June 7, 2005
The Constitution Project releases principles for sentencing reform
After nearly a year of post-Blakely work, The Constitution Project and its Sentencing Initiative's bipartisan, blue-ribbon committee has today, as detailed here, "released a set of guiding principles for reform of criminal sentencing systems in the United States." The principles, which run a merciful two pages and can be accessed at this link, were unveiled at a press conference hosted by the Heritage Foundation and featuring the committee's co-chairs, former Attorney General Edwin Meese III and former Deputy Attorney General Phillip Heymann. Notably, the statement of principles also includes a statement of "several serious deficiencies" in "the federal sentencing guidelines as applied prior to United States v. Booker."

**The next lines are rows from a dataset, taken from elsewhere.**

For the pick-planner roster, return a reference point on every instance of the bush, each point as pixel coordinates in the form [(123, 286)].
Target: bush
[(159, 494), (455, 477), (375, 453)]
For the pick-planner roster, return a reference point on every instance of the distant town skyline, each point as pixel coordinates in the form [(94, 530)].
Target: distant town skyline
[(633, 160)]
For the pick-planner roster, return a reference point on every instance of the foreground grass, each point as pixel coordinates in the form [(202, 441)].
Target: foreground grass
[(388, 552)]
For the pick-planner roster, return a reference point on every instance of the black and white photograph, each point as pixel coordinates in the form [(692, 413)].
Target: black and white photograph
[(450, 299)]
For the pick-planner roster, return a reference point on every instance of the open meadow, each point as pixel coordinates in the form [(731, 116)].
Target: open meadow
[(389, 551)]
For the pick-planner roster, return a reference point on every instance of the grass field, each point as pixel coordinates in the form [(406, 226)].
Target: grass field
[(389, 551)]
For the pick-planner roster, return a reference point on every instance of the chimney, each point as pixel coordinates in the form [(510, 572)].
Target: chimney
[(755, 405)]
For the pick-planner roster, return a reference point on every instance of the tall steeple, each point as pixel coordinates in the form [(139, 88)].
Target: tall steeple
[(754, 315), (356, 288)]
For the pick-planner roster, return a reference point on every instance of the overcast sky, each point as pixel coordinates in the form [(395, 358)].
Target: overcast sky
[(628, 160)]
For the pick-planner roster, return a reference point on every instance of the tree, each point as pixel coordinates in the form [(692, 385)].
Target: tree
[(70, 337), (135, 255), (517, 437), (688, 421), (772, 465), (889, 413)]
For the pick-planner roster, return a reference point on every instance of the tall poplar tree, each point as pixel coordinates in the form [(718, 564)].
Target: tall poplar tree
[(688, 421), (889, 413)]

A separate brief introduction to the principles, which can be accessed here, provides some background on the Sentencing Initiative and also this teaser of productions still in the works:
The Committee's primary objective was to seek consensus on some of the fundamental elements of a sentencing system that achieves both appropriate punishment and crime control. These "Principles for the Design and Reform of Sentencing Systems" are the first step in the Committee's work. The Committee plans also to release a background report on these principles, to be followed by specific recommendations for a post-Booker federal sentencing scheme.

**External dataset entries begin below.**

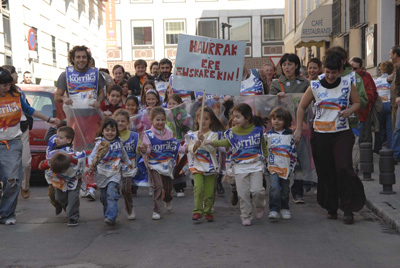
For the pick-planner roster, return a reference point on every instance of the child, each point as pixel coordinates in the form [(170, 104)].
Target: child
[(162, 150), (179, 187), (130, 142), (125, 90), (66, 172), (248, 147), (113, 101), (281, 162), (203, 163), (106, 158), (149, 84)]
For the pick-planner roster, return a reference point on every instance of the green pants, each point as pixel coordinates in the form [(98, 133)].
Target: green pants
[(203, 193)]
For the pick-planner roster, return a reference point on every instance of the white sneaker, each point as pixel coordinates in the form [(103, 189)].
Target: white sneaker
[(91, 194), (82, 193), (168, 205), (132, 216), (273, 215), (156, 216), (10, 221), (285, 214)]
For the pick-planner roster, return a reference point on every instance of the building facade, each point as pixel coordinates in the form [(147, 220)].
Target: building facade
[(149, 29), (37, 35), (365, 28)]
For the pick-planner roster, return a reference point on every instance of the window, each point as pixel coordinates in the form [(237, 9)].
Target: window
[(240, 30), (272, 29), (42, 102), (142, 33), (53, 49), (354, 12), (172, 31), (336, 17), (207, 27), (7, 33)]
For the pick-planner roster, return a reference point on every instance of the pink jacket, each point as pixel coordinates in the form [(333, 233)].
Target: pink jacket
[(165, 134)]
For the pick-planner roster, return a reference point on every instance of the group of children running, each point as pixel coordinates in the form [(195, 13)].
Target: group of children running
[(248, 148)]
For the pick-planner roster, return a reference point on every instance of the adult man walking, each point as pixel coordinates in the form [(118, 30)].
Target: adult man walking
[(395, 100)]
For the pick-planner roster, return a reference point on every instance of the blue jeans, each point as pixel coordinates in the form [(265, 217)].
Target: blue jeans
[(385, 128), (278, 193), (109, 198), (396, 137), (11, 177)]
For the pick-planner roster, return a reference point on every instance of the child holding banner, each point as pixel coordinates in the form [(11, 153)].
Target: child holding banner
[(162, 150), (248, 148), (131, 145), (203, 163), (106, 158), (281, 162)]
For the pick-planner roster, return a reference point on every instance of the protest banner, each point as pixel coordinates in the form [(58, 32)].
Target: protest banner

The principles all look astute and sound to me, though I would contend that the Sentencing Reform Act that Congress passed in 1984 reflects all these principles. Indeed, I argued at length in A Common Law for This Age of Federal Sentencing: The Opportunity and Need for Judicial Lawmaking, 11 STANFORD LAW & POLICY REVIEW 93 (1999), that the SRA is an astute and sound piece of legislation, but that federal sentencing went astray because Congress, the US Sentencing Commission and even federal judges did a poor job effectuating the SRA's core principles in their subsequent sentencing work.
In other words, the federal experience over the last two decades shows that the devil is really in the details. Though a statement of principles, especially from this impressive group, is powerful, I hope that future work from the Sentencing Initiative will provide a lot more specifics and especially address how the modern politics of sentencing (especially in the federal system) can be recast to enhance the chance that this broad principles will be effectuated over time as a sentencing system evolves.